Category Example Why
CRM Attio deal data
Meeting transcription Fireflies call transcripts (start here if you have nothing)
Proposals PandaDoc tracks when proposals are signed
Web scraping Apify scrape the web for lead and company research (the key one)
Lead database Apollo prospecting data
Hosting Vercel serve the dashboard on a live URL

Plus your calendar, email, and chat tools. In Claude Code, a Google Workspace CLI bundles Gmail, Calendar, and Sheets into one connector.
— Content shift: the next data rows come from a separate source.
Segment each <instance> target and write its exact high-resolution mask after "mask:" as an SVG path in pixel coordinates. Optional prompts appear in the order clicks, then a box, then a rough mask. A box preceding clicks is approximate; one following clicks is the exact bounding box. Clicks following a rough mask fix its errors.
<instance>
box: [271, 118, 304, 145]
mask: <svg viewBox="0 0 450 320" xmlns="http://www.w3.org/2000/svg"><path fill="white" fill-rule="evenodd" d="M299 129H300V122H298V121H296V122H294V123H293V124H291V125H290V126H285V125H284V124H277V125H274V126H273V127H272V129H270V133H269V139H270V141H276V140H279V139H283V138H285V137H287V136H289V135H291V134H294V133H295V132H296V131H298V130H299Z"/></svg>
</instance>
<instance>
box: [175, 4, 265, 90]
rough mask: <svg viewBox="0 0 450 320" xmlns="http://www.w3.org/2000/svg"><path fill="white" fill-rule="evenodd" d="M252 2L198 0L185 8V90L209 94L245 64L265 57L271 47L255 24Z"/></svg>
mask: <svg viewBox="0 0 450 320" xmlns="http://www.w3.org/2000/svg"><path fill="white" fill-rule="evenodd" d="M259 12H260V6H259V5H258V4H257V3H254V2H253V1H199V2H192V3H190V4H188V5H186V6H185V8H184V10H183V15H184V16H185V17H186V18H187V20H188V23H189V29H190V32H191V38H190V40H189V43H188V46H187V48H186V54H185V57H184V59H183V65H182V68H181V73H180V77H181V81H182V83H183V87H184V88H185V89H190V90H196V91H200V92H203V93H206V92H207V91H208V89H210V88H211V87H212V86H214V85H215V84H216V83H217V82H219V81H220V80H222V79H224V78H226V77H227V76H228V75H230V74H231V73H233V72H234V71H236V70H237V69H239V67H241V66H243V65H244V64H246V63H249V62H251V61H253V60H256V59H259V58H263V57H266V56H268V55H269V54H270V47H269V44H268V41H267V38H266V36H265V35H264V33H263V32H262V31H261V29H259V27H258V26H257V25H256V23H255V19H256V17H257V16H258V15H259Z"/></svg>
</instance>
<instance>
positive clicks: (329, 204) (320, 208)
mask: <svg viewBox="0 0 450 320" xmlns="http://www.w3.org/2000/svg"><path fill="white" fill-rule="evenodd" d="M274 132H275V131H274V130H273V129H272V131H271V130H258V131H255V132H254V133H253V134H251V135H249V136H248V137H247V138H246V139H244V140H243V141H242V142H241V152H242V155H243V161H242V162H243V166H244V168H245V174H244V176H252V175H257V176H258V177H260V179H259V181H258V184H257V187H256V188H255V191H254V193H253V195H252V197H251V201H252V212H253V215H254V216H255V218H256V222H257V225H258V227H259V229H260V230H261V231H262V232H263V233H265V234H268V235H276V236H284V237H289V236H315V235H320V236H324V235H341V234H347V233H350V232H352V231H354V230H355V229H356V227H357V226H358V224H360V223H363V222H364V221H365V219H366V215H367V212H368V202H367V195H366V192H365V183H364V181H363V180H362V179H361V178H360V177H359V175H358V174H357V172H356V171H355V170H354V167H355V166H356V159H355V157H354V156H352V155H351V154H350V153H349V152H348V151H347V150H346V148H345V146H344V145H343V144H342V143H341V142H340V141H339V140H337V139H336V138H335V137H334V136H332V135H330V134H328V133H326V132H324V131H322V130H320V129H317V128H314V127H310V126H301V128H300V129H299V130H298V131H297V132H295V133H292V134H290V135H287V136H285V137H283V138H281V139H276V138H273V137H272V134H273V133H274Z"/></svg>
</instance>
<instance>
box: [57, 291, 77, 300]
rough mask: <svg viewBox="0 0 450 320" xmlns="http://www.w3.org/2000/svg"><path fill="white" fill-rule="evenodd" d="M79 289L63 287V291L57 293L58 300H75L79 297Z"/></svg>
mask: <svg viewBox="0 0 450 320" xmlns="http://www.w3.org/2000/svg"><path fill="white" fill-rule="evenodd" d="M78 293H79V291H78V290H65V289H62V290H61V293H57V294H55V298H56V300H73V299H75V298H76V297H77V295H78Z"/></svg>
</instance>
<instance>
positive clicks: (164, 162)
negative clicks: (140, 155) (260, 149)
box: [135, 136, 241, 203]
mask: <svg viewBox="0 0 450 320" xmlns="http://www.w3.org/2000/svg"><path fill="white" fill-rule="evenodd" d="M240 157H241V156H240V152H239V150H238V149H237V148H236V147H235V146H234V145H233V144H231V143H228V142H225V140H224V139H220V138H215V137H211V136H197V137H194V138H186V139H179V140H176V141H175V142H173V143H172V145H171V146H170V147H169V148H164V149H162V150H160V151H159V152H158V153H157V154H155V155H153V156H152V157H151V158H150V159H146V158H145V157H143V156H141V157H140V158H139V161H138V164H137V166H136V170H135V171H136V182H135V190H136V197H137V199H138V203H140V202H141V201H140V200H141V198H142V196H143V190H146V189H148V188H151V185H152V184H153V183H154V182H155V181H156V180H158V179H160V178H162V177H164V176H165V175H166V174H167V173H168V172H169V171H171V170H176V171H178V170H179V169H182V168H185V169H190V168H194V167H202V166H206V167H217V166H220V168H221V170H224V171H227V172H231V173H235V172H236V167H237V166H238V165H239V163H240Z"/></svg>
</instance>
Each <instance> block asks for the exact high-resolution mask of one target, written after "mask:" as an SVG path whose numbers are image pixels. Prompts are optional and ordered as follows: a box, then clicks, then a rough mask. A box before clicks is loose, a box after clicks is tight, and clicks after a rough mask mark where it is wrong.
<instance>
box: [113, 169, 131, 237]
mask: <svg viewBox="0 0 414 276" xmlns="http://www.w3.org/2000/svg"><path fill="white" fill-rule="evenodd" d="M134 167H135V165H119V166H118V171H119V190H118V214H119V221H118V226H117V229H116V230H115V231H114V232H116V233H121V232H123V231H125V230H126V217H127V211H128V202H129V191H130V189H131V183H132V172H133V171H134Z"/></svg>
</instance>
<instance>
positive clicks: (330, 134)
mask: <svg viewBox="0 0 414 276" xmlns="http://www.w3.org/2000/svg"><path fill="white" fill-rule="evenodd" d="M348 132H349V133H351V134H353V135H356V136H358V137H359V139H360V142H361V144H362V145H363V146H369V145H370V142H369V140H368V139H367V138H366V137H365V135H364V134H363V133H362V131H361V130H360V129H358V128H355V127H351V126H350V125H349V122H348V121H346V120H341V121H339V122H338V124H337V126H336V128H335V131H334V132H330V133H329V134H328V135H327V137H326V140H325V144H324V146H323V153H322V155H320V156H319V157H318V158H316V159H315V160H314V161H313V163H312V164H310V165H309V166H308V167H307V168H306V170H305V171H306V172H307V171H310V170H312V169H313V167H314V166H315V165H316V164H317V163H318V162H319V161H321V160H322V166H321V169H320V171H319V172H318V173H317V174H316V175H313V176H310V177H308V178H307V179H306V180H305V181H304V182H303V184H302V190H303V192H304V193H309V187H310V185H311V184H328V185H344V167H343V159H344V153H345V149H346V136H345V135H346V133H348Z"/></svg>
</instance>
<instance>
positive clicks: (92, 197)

  1. Create the second-brain folder with the subfolders above. It can be a subfolder of an existing company second brain.
  2. Write the permanent context docs first (ICP, offer, positioning, about-you). These move the needle most. Have Claude interview you to draft them.
  3. Add a CLAUDE.md at the root as the routing map (what lives where, plus rules), and one in each subfolder. Claude reads it first to know where to pull and save context.
  4. Set up daily routines. Scheduled tasks run only when the desktop app is open; Claude Code routines run in the cloud regardless. Three core ones:
    • Morning routine - pulls the last 24h of calendar, email, and calls; preps today's calls; reconciles; logs.
    • CRM sync - checks proposal status, cleans deal fields, freezes won/lost, flags cold deals, snapshots metrics.
    • Call scoring (optional) - grades call transcripts for coaching.
    • Later: monthly report, quarterly report, campaign metrics.
  5. Build the dashboard in Claude Code with the folder selected ("build a dashboard on this data"), deploy it via Vercel, save the HTML into the brain, and add a routine to rebuild and redeploy it daily.

Key takeaways

  • Intelligence first, automation second. Skills without a fed context layer produce generic output. The second brain is the unlock, and it is the step most people skip.
  • The second brain is just Markdown in folders. No special tooling. Obsidian only visualizes it.
  • CLAUDE.md is the routing table. Root plus per-subfolder maps are what let Claude navigate and update the brain reliably.
  • Routines keep it alive. Cloud routines (always-on) beat desktop scheduled tasks for a system that must update daily.
  • Context compounds, so start now. A few docs today become hundreds of compounding intelligence files in months.

Why it matters for me

This is the exact system I am building, so it is a useful reference architecture. The transferable parts: an intelligence layer that feeds every skill, a CLAUDE.md routing map, daily routines that reconcile software data, and a dashboard that replaces living in the CRM. The main divergence: Ben's second brain is Markdown in Obsidian, while mine already uses SQLite as the source of truth (btob.db, linkedin.db, pipeline data) with Markdown for the KB. So my "second brain" is a hybrid, structured data in SQLite plus prose context in the KB, and my connectors are Salesforce and Outlook rather than Attio and Fireflies. The architecture holds; the storage layer is mine to adapt. LinkedIn data stays local (never scraped), so Apify-style research runs on other sources.